- Theatrical release poster
- Directed by: Lakshman K. Krishna
- Written by: S. V. Raghav Reddy (Dialogues)
- Screenplay by: Lakshman K. Krishna
- Produced by: Suryadevara Naga Vamsi
- Starring: Bellamkonda Ganesh Varsha Bollamma
- Cinematography: Suryaa
- Edited by: Naveen Nooli
- Music by: Mahati Swara Sagar
- Production companies: Sithara Entertainments Fortune Four Cinemas
- Release date: 5 October 2022;
- Running time: 114 minutes
- Country: India
- Language: Telugu

= Swathi Muthyam (2022 film) =

Swathi Muthyam is a 2022 Indian Telugu-language comedy drama film written and directed by Lakshman K. Krishna. Produced by Suryadevara Naga Vamsi, the film stars Bellamkonda Ganesh (in his debut) and Varsha Bollamma. The film revolves around dramatic life of an innocent boy, Bala.

== Plot ==
A young man, Bala Murali Krishna works as a government employee. He is innocent and pure at heart. His family starts searching a bride for him. One of those matches is Bhagyalakshmi aka Bhagi (Varsha). They meet in a coffee shop. She tells that she needs some time to decide about their marriage.
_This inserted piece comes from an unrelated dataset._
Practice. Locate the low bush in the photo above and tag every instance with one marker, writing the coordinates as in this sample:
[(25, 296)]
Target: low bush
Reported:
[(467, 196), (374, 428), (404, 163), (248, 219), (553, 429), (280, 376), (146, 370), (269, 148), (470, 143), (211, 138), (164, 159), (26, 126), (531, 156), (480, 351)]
They decided to meet frequently to better understand each other. Soon, they fall in love and Bhagi agrees to marry Bala.

On the day of his marriage Bala gets a phone call from his office. He is shocked to see Sailaja (Divya) at his office. It is revealed that Bala donated his sperm for an illegal surrogacy for a lady in Dubai few months back. Sailaja is the one who carried surrogacy and gave birth to a baby. She informs him that the lady died and no one is responding to her.

Bala invites her to his marriage and promised to settle down the matter later. She overhears a conversation between Bala and his friend Bucchi Babu on how to handle the surrogacy matter. She misunderstands Bala and leaves the marriage leaving the baby with Bala. Everyone at marriage thinks that the Bala is the father of the baby, and he had an affair with Sailaja. He tries to persuade the elders on what happened, but nobody listens. As a result, his marriage is cancelled. He takes care of that baby. Bhagi learns that surrogacy issue and understands that Bala is innocent. Her parents find another match for her. She goes to hospital to do female sterilization (surgical procedure to prevent pregnancy permanently). Upon knowing this Bala comes to the hospital. Bucchi Babu and Sailaja also come to their rescue to clear the misunderstandings between Bala and his family.

Finally Bala and Bhagi's families understand their love and his innocence and agree to their marriage and both decides to take care of baby.

== Cast ==

- Bellamkonda Ganesh as Bala Murali Krishna
- Varsha Bollamma as Bhagyalakshmi "Bhagi"
- Divya Sripada as Sailaja
- Vennela Kishore as R.M.P Bucchi Babu, Bala's best friend
- Rao Ramesh as Venkatrao, Bala's father
- Pragathi as Bala's mother
- Naresh as Hanumantha Rao, Bhagi's father
- Surekha Vani as Bhagi's mother
- Goparaju Ramana as Bhagi's uncle
- Subbaraju as Bala's office EO
- Harshavardhan as Dr. Daiva Prasad
- Sivannarayana Naripeddi as Daniel, Bala's colleague
- Bindu as Srilakshmi, Bala's colleague
- Pammi Sai as Govindam, Bala's assistant
- Sunaina as Bucchi Babu's wife
- Pawan Bolisetty as Vasu, Bala's brother
- Ananth Babu as marriage broker
- Rajitha as gynaecologist
- Viva Raghav as Bala's friend
- Satish Saripalli

== Production ==
Principal photography was completed in 60 days, with filming taking place in Pithapuram, Kakinada, and Hyderabad.

== Release and reception ==
The film was initially scheduled to release on 13 August 2022.

A critic from The Times of India wrote that the film "relies heavily on its situational humour but fails to engage midway because of its thin plot. Nevertheless, give it a try for its humour".

Eenadu critic appreciated the story and performances while criticizing the direction and execution. On the technical aspects, Thummala Mohan of Samayam Telugu wrote, " the songs by Mahati Swara Sagar's music are okay. Background music is good. Surya's cinematography is good [sic]."

=== Home media ===
Aha acquired the streaming rights of film right after the theatrical release and made it available for streaming on 24 October 2022.